Be sure to cut enough to cover the entire area of the dresser top plus any extra tiles to fill in the missing edge pieces. For corners, things get complicated if you’re working with hexagonal tiles. If you try to cut half pieces in half again, for the four corners, you risk shattering them. I did this and was able to still salvage them, using extra grout where chips occurred, but please be careful. 

Tiles are being cut with a tile snapper.

Step Five

Use tile adhesive to start laying tiles. I personally used a premixed tile adhesive, so it was ready to go when I started. Use a small plastic spatula to spread it on the dresser top, carefully placing the tiles/sheets on top. 

Start by working your way from the farthest corner to the corner closest to you. Again, make sure to leave enough space between sheets and individual tiles to match the joint spacing of tile on the sheets. This way, each sheet will blend in seamlessly with the others. 

Tile adhesive is added to a dresser.
Larger areas on the dresser may benefit from having adhesive directly added to them, while smaller sheets and single tiles may benefit from having adhesive directly applied to the tile.
Tile adhesive is added to the backs of tiles.

Step Six

Grout between the tiles.

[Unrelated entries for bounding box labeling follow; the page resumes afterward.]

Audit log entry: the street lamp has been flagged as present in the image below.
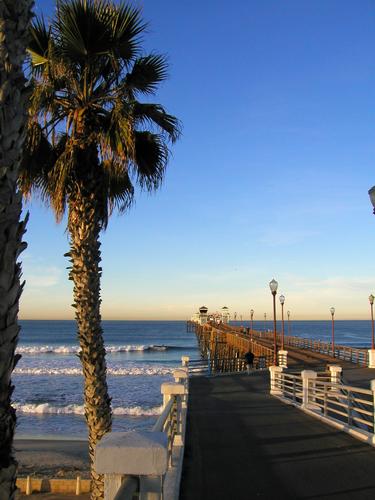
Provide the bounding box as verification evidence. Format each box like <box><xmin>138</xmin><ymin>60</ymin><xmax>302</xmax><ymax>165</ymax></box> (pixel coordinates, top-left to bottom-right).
<box><xmin>330</xmin><ymin>307</ymin><xmax>335</xmax><ymax>358</ymax></box>
<box><xmin>368</xmin><ymin>294</ymin><xmax>375</xmax><ymax>349</ymax></box>
<box><xmin>250</xmin><ymin>309</ymin><xmax>254</xmax><ymax>340</ymax></box>
<box><xmin>368</xmin><ymin>186</ymin><xmax>375</xmax><ymax>215</ymax></box>
<box><xmin>279</xmin><ymin>295</ymin><xmax>285</xmax><ymax>351</ymax></box>
<box><xmin>270</xmin><ymin>279</ymin><xmax>279</xmax><ymax>366</ymax></box>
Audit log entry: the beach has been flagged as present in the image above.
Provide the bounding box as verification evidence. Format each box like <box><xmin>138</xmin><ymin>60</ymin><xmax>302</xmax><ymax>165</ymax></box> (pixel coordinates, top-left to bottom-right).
<box><xmin>14</xmin><ymin>438</ymin><xmax>89</xmax><ymax>479</ymax></box>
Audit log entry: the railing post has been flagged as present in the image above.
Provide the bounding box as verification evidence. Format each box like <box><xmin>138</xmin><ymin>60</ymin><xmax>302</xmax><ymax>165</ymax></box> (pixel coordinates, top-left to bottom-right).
<box><xmin>161</xmin><ymin>382</ymin><xmax>187</xmax><ymax>446</ymax></box>
<box><xmin>95</xmin><ymin>431</ymin><xmax>168</xmax><ymax>500</ymax></box>
<box><xmin>181</xmin><ymin>356</ymin><xmax>190</xmax><ymax>368</ymax></box>
<box><xmin>368</xmin><ymin>349</ymin><xmax>375</xmax><ymax>368</ymax></box>
<box><xmin>173</xmin><ymin>369</ymin><xmax>189</xmax><ymax>408</ymax></box>
<box><xmin>301</xmin><ymin>370</ymin><xmax>319</xmax><ymax>410</ymax></box>
<box><xmin>269</xmin><ymin>366</ymin><xmax>283</xmax><ymax>396</ymax></box>
<box><xmin>370</xmin><ymin>379</ymin><xmax>375</xmax><ymax>434</ymax></box>
<box><xmin>277</xmin><ymin>349</ymin><xmax>288</xmax><ymax>368</ymax></box>
<box><xmin>329</xmin><ymin>365</ymin><xmax>342</xmax><ymax>384</ymax></box>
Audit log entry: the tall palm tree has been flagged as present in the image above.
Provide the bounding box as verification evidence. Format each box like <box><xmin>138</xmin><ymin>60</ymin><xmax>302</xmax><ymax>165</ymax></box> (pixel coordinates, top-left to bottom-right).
<box><xmin>0</xmin><ymin>0</ymin><xmax>33</xmax><ymax>500</ymax></box>
<box><xmin>20</xmin><ymin>0</ymin><xmax>179</xmax><ymax>498</ymax></box>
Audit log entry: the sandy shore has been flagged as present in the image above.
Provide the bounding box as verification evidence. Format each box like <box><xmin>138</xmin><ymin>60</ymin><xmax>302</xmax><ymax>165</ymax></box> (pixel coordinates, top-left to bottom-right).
<box><xmin>14</xmin><ymin>438</ymin><xmax>89</xmax><ymax>479</ymax></box>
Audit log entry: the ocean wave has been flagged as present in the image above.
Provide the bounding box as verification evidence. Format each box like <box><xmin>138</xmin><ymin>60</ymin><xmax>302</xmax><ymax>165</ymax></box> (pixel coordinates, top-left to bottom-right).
<box><xmin>13</xmin><ymin>365</ymin><xmax>175</xmax><ymax>377</ymax></box>
<box><xmin>17</xmin><ymin>344</ymin><xmax>191</xmax><ymax>355</ymax></box>
<box><xmin>13</xmin><ymin>403</ymin><xmax>163</xmax><ymax>417</ymax></box>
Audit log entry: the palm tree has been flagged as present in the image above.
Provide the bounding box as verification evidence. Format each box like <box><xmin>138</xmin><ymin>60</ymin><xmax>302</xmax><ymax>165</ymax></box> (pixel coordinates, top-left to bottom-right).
<box><xmin>20</xmin><ymin>0</ymin><xmax>179</xmax><ymax>498</ymax></box>
<box><xmin>0</xmin><ymin>0</ymin><xmax>33</xmax><ymax>499</ymax></box>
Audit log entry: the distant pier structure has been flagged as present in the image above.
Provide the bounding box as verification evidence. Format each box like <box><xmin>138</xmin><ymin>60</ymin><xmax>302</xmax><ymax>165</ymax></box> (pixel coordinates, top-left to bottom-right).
<box><xmin>187</xmin><ymin>306</ymin><xmax>230</xmax><ymax>332</ymax></box>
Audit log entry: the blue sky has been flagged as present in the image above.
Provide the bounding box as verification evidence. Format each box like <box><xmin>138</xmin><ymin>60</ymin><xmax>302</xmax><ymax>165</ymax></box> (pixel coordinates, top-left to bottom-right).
<box><xmin>20</xmin><ymin>0</ymin><xmax>375</xmax><ymax>319</ymax></box>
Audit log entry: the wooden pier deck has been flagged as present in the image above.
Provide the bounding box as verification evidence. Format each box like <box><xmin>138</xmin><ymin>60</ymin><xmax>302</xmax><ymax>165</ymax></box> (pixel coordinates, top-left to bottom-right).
<box><xmin>180</xmin><ymin>372</ymin><xmax>375</xmax><ymax>500</ymax></box>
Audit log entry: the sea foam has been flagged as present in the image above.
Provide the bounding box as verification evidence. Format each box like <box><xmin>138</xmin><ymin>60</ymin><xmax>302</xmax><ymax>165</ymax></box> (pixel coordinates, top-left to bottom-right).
<box><xmin>17</xmin><ymin>344</ymin><xmax>159</xmax><ymax>355</ymax></box>
<box><xmin>13</xmin><ymin>365</ymin><xmax>174</xmax><ymax>377</ymax></box>
<box><xmin>13</xmin><ymin>403</ymin><xmax>163</xmax><ymax>417</ymax></box>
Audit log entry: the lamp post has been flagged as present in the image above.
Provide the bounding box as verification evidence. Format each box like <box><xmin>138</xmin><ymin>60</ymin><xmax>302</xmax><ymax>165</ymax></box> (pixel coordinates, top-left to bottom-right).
<box><xmin>279</xmin><ymin>295</ymin><xmax>285</xmax><ymax>351</ymax></box>
<box><xmin>330</xmin><ymin>307</ymin><xmax>335</xmax><ymax>358</ymax></box>
<box><xmin>368</xmin><ymin>294</ymin><xmax>375</xmax><ymax>349</ymax></box>
<box><xmin>250</xmin><ymin>309</ymin><xmax>254</xmax><ymax>340</ymax></box>
<box><xmin>368</xmin><ymin>186</ymin><xmax>375</xmax><ymax>215</ymax></box>
<box><xmin>270</xmin><ymin>279</ymin><xmax>279</xmax><ymax>366</ymax></box>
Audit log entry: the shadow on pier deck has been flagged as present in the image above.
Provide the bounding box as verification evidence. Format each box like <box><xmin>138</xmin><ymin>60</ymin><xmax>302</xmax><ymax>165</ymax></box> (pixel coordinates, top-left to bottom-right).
<box><xmin>180</xmin><ymin>372</ymin><xmax>375</xmax><ymax>500</ymax></box>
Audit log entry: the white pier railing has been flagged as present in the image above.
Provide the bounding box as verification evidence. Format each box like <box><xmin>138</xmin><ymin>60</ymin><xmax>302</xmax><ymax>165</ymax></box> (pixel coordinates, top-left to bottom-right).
<box><xmin>270</xmin><ymin>366</ymin><xmax>375</xmax><ymax>446</ymax></box>
<box><xmin>95</xmin><ymin>356</ymin><xmax>189</xmax><ymax>500</ymax></box>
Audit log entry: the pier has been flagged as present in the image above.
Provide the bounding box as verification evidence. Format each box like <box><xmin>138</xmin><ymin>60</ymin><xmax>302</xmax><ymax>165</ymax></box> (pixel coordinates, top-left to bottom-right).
<box><xmin>180</xmin><ymin>322</ymin><xmax>375</xmax><ymax>500</ymax></box>
<box><xmin>95</xmin><ymin>320</ymin><xmax>375</xmax><ymax>500</ymax></box>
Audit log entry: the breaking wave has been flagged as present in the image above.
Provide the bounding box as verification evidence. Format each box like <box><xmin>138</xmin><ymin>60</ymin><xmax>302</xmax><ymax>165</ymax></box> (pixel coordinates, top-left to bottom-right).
<box><xmin>13</xmin><ymin>403</ymin><xmax>163</xmax><ymax>417</ymax></box>
<box><xmin>13</xmin><ymin>366</ymin><xmax>175</xmax><ymax>376</ymax></box>
<box><xmin>17</xmin><ymin>344</ymin><xmax>190</xmax><ymax>354</ymax></box>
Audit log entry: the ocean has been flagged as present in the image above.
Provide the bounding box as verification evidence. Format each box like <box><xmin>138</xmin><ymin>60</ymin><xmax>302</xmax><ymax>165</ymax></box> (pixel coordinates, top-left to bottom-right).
<box><xmin>12</xmin><ymin>320</ymin><xmax>371</xmax><ymax>438</ymax></box>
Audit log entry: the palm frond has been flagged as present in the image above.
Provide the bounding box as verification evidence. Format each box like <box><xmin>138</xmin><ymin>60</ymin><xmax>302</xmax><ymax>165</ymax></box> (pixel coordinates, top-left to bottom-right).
<box><xmin>110</xmin><ymin>3</ymin><xmax>146</xmax><ymax>62</ymax></box>
<box><xmin>103</xmin><ymin>160</ymin><xmax>134</xmax><ymax>213</ymax></box>
<box><xmin>134</xmin><ymin>131</ymin><xmax>168</xmax><ymax>191</ymax></box>
<box><xmin>27</xmin><ymin>17</ymin><xmax>51</xmax><ymax>73</ymax></box>
<box><xmin>133</xmin><ymin>102</ymin><xmax>181</xmax><ymax>142</ymax></box>
<box><xmin>125</xmin><ymin>54</ymin><xmax>168</xmax><ymax>94</ymax></box>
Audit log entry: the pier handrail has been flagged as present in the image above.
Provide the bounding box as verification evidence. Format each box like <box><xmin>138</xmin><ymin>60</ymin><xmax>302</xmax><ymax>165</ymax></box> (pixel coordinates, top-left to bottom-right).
<box><xmin>270</xmin><ymin>367</ymin><xmax>375</xmax><ymax>446</ymax></box>
<box><xmin>95</xmin><ymin>356</ymin><xmax>189</xmax><ymax>500</ymax></box>
<box><xmin>252</xmin><ymin>330</ymin><xmax>368</xmax><ymax>366</ymax></box>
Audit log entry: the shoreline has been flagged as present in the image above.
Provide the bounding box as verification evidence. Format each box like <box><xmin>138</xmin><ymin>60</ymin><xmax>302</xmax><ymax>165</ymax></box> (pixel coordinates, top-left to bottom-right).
<box><xmin>14</xmin><ymin>436</ymin><xmax>90</xmax><ymax>479</ymax></box>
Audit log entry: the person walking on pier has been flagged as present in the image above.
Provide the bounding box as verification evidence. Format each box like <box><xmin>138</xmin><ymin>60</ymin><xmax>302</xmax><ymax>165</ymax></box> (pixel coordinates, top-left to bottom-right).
<box><xmin>244</xmin><ymin>351</ymin><xmax>254</xmax><ymax>375</ymax></box>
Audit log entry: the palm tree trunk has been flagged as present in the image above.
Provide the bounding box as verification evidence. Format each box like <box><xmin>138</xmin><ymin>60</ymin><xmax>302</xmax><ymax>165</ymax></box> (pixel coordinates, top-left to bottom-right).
<box><xmin>68</xmin><ymin>179</ymin><xmax>112</xmax><ymax>499</ymax></box>
<box><xmin>0</xmin><ymin>0</ymin><xmax>33</xmax><ymax>500</ymax></box>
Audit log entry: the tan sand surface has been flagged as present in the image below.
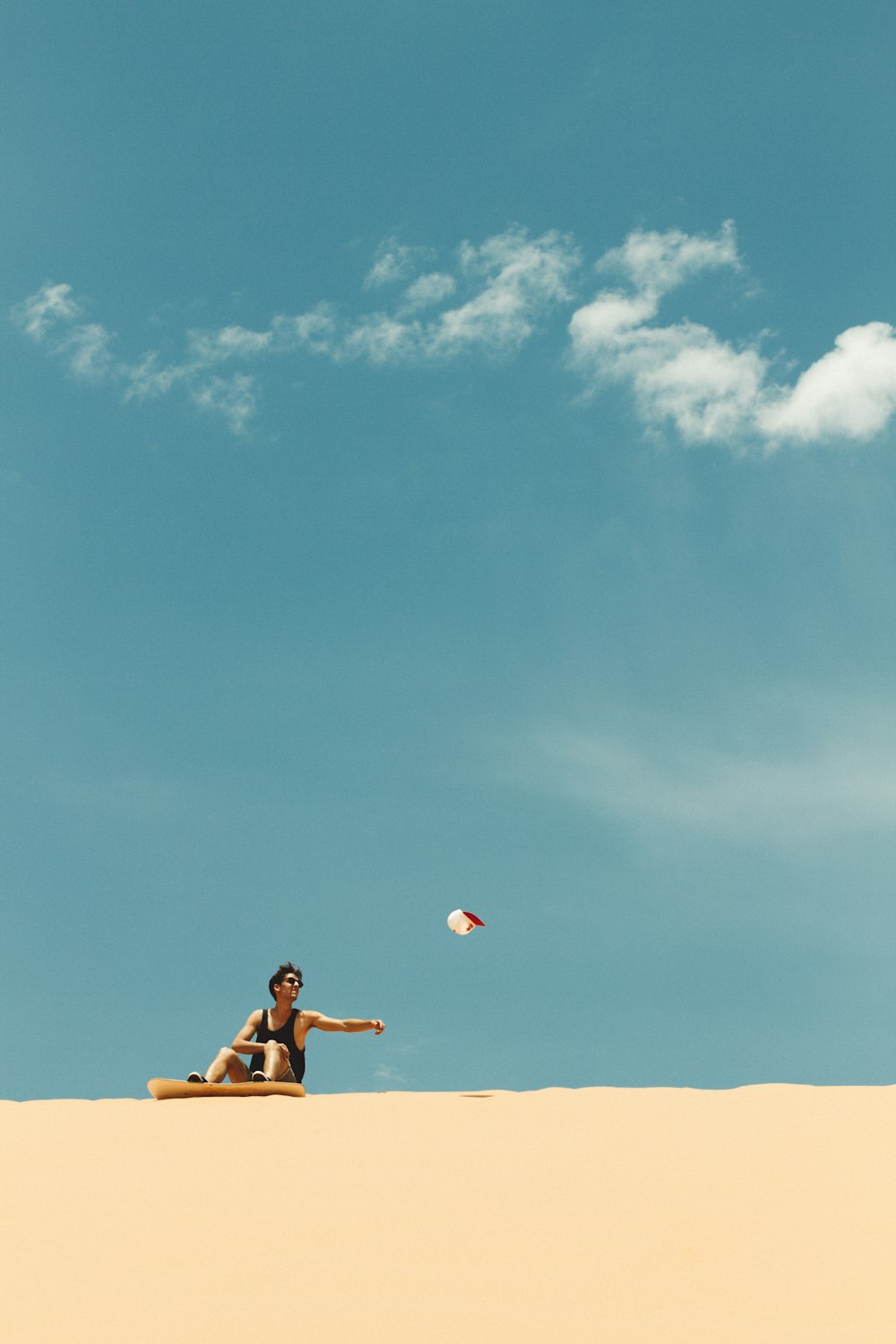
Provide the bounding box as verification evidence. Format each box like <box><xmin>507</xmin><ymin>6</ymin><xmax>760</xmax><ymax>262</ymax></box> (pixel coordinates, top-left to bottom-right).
<box><xmin>0</xmin><ymin>1086</ymin><xmax>896</xmax><ymax>1344</ymax></box>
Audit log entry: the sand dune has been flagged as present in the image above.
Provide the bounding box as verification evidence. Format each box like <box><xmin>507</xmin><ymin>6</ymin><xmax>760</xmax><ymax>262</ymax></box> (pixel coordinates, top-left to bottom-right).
<box><xmin>0</xmin><ymin>1086</ymin><xmax>896</xmax><ymax>1344</ymax></box>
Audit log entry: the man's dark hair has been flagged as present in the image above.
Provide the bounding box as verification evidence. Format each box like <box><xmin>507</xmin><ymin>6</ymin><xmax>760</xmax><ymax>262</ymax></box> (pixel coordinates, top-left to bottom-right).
<box><xmin>267</xmin><ymin>961</ymin><xmax>302</xmax><ymax>1003</ymax></box>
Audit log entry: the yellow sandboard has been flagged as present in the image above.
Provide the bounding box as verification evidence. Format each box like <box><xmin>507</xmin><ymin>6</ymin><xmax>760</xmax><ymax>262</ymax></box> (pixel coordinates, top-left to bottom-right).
<box><xmin>146</xmin><ymin>1078</ymin><xmax>305</xmax><ymax>1101</ymax></box>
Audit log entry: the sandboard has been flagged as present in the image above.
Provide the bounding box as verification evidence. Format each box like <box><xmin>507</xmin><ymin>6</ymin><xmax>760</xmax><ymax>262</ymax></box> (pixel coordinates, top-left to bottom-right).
<box><xmin>146</xmin><ymin>1078</ymin><xmax>305</xmax><ymax>1101</ymax></box>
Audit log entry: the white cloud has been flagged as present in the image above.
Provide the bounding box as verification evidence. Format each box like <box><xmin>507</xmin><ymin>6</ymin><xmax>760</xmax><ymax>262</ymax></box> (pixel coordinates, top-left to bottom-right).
<box><xmin>570</xmin><ymin>223</ymin><xmax>896</xmax><ymax>448</ymax></box>
<box><xmin>364</xmin><ymin>237</ymin><xmax>433</xmax><ymax>289</ymax></box>
<box><xmin>598</xmin><ymin>220</ymin><xmax>740</xmax><ymax>296</ymax></box>
<box><xmin>401</xmin><ymin>271</ymin><xmax>457</xmax><ymax>314</ymax></box>
<box><xmin>758</xmin><ymin>323</ymin><xmax>896</xmax><ymax>443</ymax></box>
<box><xmin>189</xmin><ymin>374</ymin><xmax>255</xmax><ymax>435</ymax></box>
<box><xmin>12</xmin><ymin>222</ymin><xmax>896</xmax><ymax>449</ymax></box>
<box><xmin>12</xmin><ymin>285</ymin><xmax>81</xmax><ymax>341</ymax></box>
<box><xmin>186</xmin><ymin>327</ymin><xmax>271</xmax><ymax>366</ymax></box>
<box><xmin>514</xmin><ymin>711</ymin><xmax>896</xmax><ymax>841</ymax></box>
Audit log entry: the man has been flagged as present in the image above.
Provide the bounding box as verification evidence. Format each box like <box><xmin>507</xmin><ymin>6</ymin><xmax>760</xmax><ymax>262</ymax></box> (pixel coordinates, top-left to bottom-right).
<box><xmin>186</xmin><ymin>961</ymin><xmax>385</xmax><ymax>1083</ymax></box>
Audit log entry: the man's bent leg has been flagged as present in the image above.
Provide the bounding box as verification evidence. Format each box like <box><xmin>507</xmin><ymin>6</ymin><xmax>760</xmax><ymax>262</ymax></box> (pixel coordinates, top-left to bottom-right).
<box><xmin>262</xmin><ymin>1040</ymin><xmax>290</xmax><ymax>1083</ymax></box>
<box><xmin>205</xmin><ymin>1046</ymin><xmax>248</xmax><ymax>1083</ymax></box>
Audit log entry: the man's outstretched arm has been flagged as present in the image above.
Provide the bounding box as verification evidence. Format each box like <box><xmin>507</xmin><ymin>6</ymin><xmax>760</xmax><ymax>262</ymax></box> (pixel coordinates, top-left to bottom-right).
<box><xmin>306</xmin><ymin>1012</ymin><xmax>385</xmax><ymax>1037</ymax></box>
<box><xmin>229</xmin><ymin>1008</ymin><xmax>264</xmax><ymax>1055</ymax></box>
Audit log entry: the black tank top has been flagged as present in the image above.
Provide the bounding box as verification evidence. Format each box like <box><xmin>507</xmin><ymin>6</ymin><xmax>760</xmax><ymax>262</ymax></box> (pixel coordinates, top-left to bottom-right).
<box><xmin>253</xmin><ymin>1008</ymin><xmax>305</xmax><ymax>1083</ymax></box>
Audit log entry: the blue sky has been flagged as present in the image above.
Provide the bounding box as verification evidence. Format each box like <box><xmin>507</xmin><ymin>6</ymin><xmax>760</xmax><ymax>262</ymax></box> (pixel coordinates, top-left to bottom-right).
<box><xmin>0</xmin><ymin>0</ymin><xmax>896</xmax><ymax>1097</ymax></box>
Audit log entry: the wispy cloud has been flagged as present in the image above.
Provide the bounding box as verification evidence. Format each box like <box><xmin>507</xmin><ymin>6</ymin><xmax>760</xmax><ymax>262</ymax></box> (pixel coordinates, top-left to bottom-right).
<box><xmin>570</xmin><ymin>222</ymin><xmax>896</xmax><ymax>449</ymax></box>
<box><xmin>508</xmin><ymin>707</ymin><xmax>896</xmax><ymax>841</ymax></box>
<box><xmin>12</xmin><ymin>222</ymin><xmax>896</xmax><ymax>451</ymax></box>
<box><xmin>12</xmin><ymin>284</ymin><xmax>255</xmax><ymax>435</ymax></box>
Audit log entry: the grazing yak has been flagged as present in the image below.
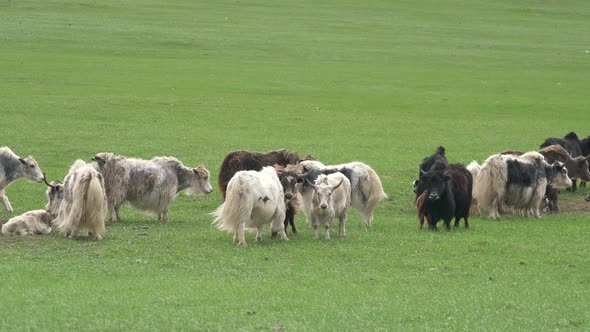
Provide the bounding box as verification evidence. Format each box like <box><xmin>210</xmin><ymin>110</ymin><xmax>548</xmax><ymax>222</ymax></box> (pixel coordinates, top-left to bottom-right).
<box><xmin>412</xmin><ymin>146</ymin><xmax>449</xmax><ymax>193</ymax></box>
<box><xmin>306</xmin><ymin>172</ymin><xmax>351</xmax><ymax>240</ymax></box>
<box><xmin>539</xmin><ymin>131</ymin><xmax>582</xmax><ymax>157</ymax></box>
<box><xmin>539</xmin><ymin>131</ymin><xmax>589</xmax><ymax>191</ymax></box>
<box><xmin>273</xmin><ymin>165</ymin><xmax>308</xmax><ymax>236</ymax></box>
<box><xmin>299</xmin><ymin>160</ymin><xmax>387</xmax><ymax>225</ymax></box>
<box><xmin>473</xmin><ymin>151</ymin><xmax>571</xmax><ymax>219</ymax></box>
<box><xmin>465</xmin><ymin>160</ymin><xmax>481</xmax><ymax>216</ymax></box>
<box><xmin>211</xmin><ymin>166</ymin><xmax>289</xmax><ymax>246</ymax></box>
<box><xmin>539</xmin><ymin>145</ymin><xmax>590</xmax><ymax>211</ymax></box>
<box><xmin>217</xmin><ymin>149</ymin><xmax>301</xmax><ymax>200</ymax></box>
<box><xmin>416</xmin><ymin>163</ymin><xmax>473</xmax><ymax>230</ymax></box>
<box><xmin>0</xmin><ymin>146</ymin><xmax>44</xmax><ymax>212</ymax></box>
<box><xmin>1</xmin><ymin>181</ymin><xmax>64</xmax><ymax>235</ymax></box>
<box><xmin>92</xmin><ymin>152</ymin><xmax>212</xmax><ymax>222</ymax></box>
<box><xmin>52</xmin><ymin>160</ymin><xmax>107</xmax><ymax>241</ymax></box>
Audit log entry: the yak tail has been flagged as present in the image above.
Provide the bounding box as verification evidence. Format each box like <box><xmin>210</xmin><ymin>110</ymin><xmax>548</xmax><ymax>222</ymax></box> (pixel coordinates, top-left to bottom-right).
<box><xmin>84</xmin><ymin>173</ymin><xmax>107</xmax><ymax>237</ymax></box>
<box><xmin>357</xmin><ymin>168</ymin><xmax>387</xmax><ymax>206</ymax></box>
<box><xmin>473</xmin><ymin>155</ymin><xmax>507</xmax><ymax>208</ymax></box>
<box><xmin>211</xmin><ymin>177</ymin><xmax>254</xmax><ymax>232</ymax></box>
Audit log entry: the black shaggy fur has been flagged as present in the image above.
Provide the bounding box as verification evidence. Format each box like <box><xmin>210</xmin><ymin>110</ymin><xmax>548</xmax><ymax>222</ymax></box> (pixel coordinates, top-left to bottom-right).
<box><xmin>217</xmin><ymin>149</ymin><xmax>301</xmax><ymax>201</ymax></box>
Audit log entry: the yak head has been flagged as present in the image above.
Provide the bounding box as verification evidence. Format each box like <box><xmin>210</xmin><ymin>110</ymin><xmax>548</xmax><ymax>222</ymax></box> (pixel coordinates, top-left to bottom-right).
<box><xmin>416</xmin><ymin>170</ymin><xmax>451</xmax><ymax>202</ymax></box>
<box><xmin>189</xmin><ymin>165</ymin><xmax>213</xmax><ymax>195</ymax></box>
<box><xmin>18</xmin><ymin>156</ymin><xmax>44</xmax><ymax>183</ymax></box>
<box><xmin>44</xmin><ymin>179</ymin><xmax>64</xmax><ymax>214</ymax></box>
<box><xmin>545</xmin><ymin>161</ymin><xmax>573</xmax><ymax>189</ymax></box>
<box><xmin>306</xmin><ymin>174</ymin><xmax>344</xmax><ymax>210</ymax></box>
<box><xmin>275</xmin><ymin>170</ymin><xmax>309</xmax><ymax>200</ymax></box>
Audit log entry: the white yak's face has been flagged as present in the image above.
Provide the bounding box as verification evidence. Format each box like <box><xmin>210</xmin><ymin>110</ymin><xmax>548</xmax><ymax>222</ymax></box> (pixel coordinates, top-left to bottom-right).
<box><xmin>189</xmin><ymin>165</ymin><xmax>213</xmax><ymax>195</ymax></box>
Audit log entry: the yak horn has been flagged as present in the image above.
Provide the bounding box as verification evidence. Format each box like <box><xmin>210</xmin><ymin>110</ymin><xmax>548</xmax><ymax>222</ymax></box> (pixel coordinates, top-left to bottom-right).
<box><xmin>43</xmin><ymin>173</ymin><xmax>56</xmax><ymax>188</ymax></box>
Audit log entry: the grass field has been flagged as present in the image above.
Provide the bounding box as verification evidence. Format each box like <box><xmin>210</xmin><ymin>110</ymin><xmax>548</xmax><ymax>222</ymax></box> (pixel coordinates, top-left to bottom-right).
<box><xmin>0</xmin><ymin>0</ymin><xmax>590</xmax><ymax>331</ymax></box>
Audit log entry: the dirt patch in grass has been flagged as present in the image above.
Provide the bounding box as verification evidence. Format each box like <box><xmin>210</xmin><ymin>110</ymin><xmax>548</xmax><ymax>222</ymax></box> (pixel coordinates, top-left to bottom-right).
<box><xmin>559</xmin><ymin>197</ymin><xmax>590</xmax><ymax>212</ymax></box>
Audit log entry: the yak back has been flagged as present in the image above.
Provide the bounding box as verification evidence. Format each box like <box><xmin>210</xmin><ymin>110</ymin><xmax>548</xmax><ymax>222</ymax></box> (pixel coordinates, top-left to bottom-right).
<box><xmin>540</xmin><ymin>131</ymin><xmax>582</xmax><ymax>157</ymax></box>
<box><xmin>506</xmin><ymin>159</ymin><xmax>546</xmax><ymax>187</ymax></box>
<box><xmin>217</xmin><ymin>149</ymin><xmax>300</xmax><ymax>200</ymax></box>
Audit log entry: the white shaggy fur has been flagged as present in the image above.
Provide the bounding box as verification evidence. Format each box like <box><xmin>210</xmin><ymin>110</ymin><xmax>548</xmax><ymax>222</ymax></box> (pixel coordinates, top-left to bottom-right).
<box><xmin>212</xmin><ymin>166</ymin><xmax>288</xmax><ymax>245</ymax></box>
<box><xmin>93</xmin><ymin>152</ymin><xmax>212</xmax><ymax>222</ymax></box>
<box><xmin>53</xmin><ymin>160</ymin><xmax>107</xmax><ymax>240</ymax></box>
<box><xmin>0</xmin><ymin>146</ymin><xmax>44</xmax><ymax>212</ymax></box>
<box><xmin>466</xmin><ymin>160</ymin><xmax>481</xmax><ymax>216</ymax></box>
<box><xmin>308</xmin><ymin>173</ymin><xmax>351</xmax><ymax>240</ymax></box>
<box><xmin>300</xmin><ymin>160</ymin><xmax>387</xmax><ymax>225</ymax></box>
<box><xmin>1</xmin><ymin>182</ymin><xmax>63</xmax><ymax>235</ymax></box>
<box><xmin>473</xmin><ymin>151</ymin><xmax>571</xmax><ymax>219</ymax></box>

After the wait time is over and the adhesive has cured, about 24 hours, it is time to grout. To begin, I taped the edges of the tile first. Following the directions on the grout packaging, you’ll mix up the grout powder with water until a paste forms. Using your grout floater, spread grout over and across tiles at a 45° angle. Make sure grout gets pushed into all the joints between the tiles, filling them before wiping them flush. After letting the grout sit for 15-30 minutes, begin cleaning the excess grout off the tiles and wiping them clean. To do this, use a bucket of water to dip the sponge into and wring out excess water before using. After using the grout sponge to wipe the tile, wring it after each wipe before using it again. Repeat until the tile is clean. 

After being adhered to a dresser, tile is ready to be grouted.
Tile is adhered and ready to be grouted.
Tape is applied to the edges of tile.
Tape is applied to edges to prevent seeping.
A woman begins to grout tile.
Grout is added to joints at a 45º angle.
A grout float is used to smooth grout over tile joints.
A grout float helps wipe excess grout from tiles and smooths the surface.
A sponge is used to clean off remaining grout from the tile surface.
Clean grout from tile surface using a grout sponge that has been wrung out.

Step Seven 

Clean the tiles the day after. The day after, you will most likely still have a cloudy haze on the tile no matter how clean you had it the day before. First remove any tape. Then, simply wipe tile clean with a towel and a 1:1 ratio of vinegar to water. It should be sparkly clean after wiping down.

A spray bottle of cleaning solution sits on a finished dresser.
A newly makeover dresser shines with decor on it.